Ulus devletlerin hem ideolojik hem yasal sınırlarını zorlayan bir meydan okuma olarak göç aslında ülkemizde son yıllara kadar pek de tartışılmadı. Bunun sebeplerinden biri doksanlarda hızlanan küreselleşmeden göç bağlamında fazla etkilenmememiz olabilir. Oysa göç ve göçmenler kendine milliyetçi diyenler için neyin milliyetçiliğini nasıl yaptıklarını gösterme aracıdır. Göçün modern ve küresel bir olgu olarak yeniliği bize önceki nesillerle farkımız varsa bunu göstermeye de imkan sağlayacaktır. Türk milliyetçiliği geçmişinde dışarıdan gelen Türk soylulara ilişkin yazın, kısmen 90’lar Halepçe sonrası Kürt göçüne dair yazılar ve siyasilerin açıklamaları bulunsa da küreselleşmeyle artan ve günümüzde de savaş ve iklimle şiddetlenen göç, ulus devlete ve milli kimliğe bunlardan daha farklı ve büyük bir meydan okumadır ancak zayıf bir şekilde ele alınmıştır. Son yıllarda artan yazılarda da eskinin “ciddi, büyük” isimleri ezberler üzerinden konuşmaktadır. Bir yandan anayasa 66 atakları geçirirken bir yandan da ırkçı açıklamalar yapanların hezeyanları bunların ezbere konuşmalar olduğunun bir delili olabilir. Belki bir aşamada tek tek bunların yazılarını ve ezberlerini de ele alabiliriz ancak şimdilik bakir topraklarda olmanın rahatlığıyla yoklar gibi davranıp kendi önümüze bakalım ve rahvan gidelim.

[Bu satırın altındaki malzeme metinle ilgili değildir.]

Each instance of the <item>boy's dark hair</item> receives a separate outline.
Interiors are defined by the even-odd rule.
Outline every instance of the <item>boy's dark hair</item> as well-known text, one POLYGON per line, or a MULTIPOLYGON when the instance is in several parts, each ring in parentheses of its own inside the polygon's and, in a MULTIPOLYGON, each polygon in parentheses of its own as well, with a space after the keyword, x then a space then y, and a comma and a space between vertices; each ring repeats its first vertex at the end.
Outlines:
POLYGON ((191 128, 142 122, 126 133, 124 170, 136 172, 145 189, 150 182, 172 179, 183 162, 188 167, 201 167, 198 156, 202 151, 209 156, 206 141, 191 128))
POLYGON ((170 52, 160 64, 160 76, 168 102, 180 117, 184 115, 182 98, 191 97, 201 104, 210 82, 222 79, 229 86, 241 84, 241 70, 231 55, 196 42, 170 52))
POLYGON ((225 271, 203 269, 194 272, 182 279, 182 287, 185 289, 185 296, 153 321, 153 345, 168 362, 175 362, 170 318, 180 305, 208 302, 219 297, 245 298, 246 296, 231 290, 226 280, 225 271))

Milliyetçilik literatüründe genel sınıflandırmalardan birisi de etnik ve sivil milliyetçilik ikilisidir. Bu genel sınıflandırma Alman romantik milliyetçiliği ve Fransız mülki milliyetçiliği olarak da adlandırılır. Buna göre Alman tipi bir etnik grubun ortak özelliklerini öne çıkarır ve ortaklaşmayanları kendi milletinin dışında bırakırken Fransız tipi işi hukukileştirir ve kendini o millete mensup addetmeyi, aynı hukuka tabi olmayı millet olmanın şartı haline getirir. İlki dışlayıcılıkla, ikincisi kapsayıcılıkla özdeşleştirilir. Bu basit ve kısa özetten sonra ikinciye, Türkiye’de genelde “Atatürk milliyetçiliği” diye tesmiye edilen tipe odaklanarak devam edeceğiz. (Meselenin ne kadar Atatürk ile ilgisi olduğu ne kadar 1980 darbecilerinin Atatürk kurgusunun bir parçası olduğu da sorgulanmaya muhtaçtır). Lafı uzatmadan ikinci tipe sadık kalırsak, hukukun kurduğu vatandaşlık bağını milletin ön şartı (ya da en azından başlıca unsurlarından) kabul ediyorsak bu iddiamızı yakın dönemin çok önemli iki başlığıyla: göç yoluyla ve yatırım karşılığı vatandaşlık elde edilmesiyle test edebiliriz. Böylece millet kime denir, dışarıdan gelen bizden olabilir mi, içeridekiler ne kadar bizdir gibi birçok meseleyi de bu yeni vakanın tahliliyle açıklığa kavuşturabiliriz.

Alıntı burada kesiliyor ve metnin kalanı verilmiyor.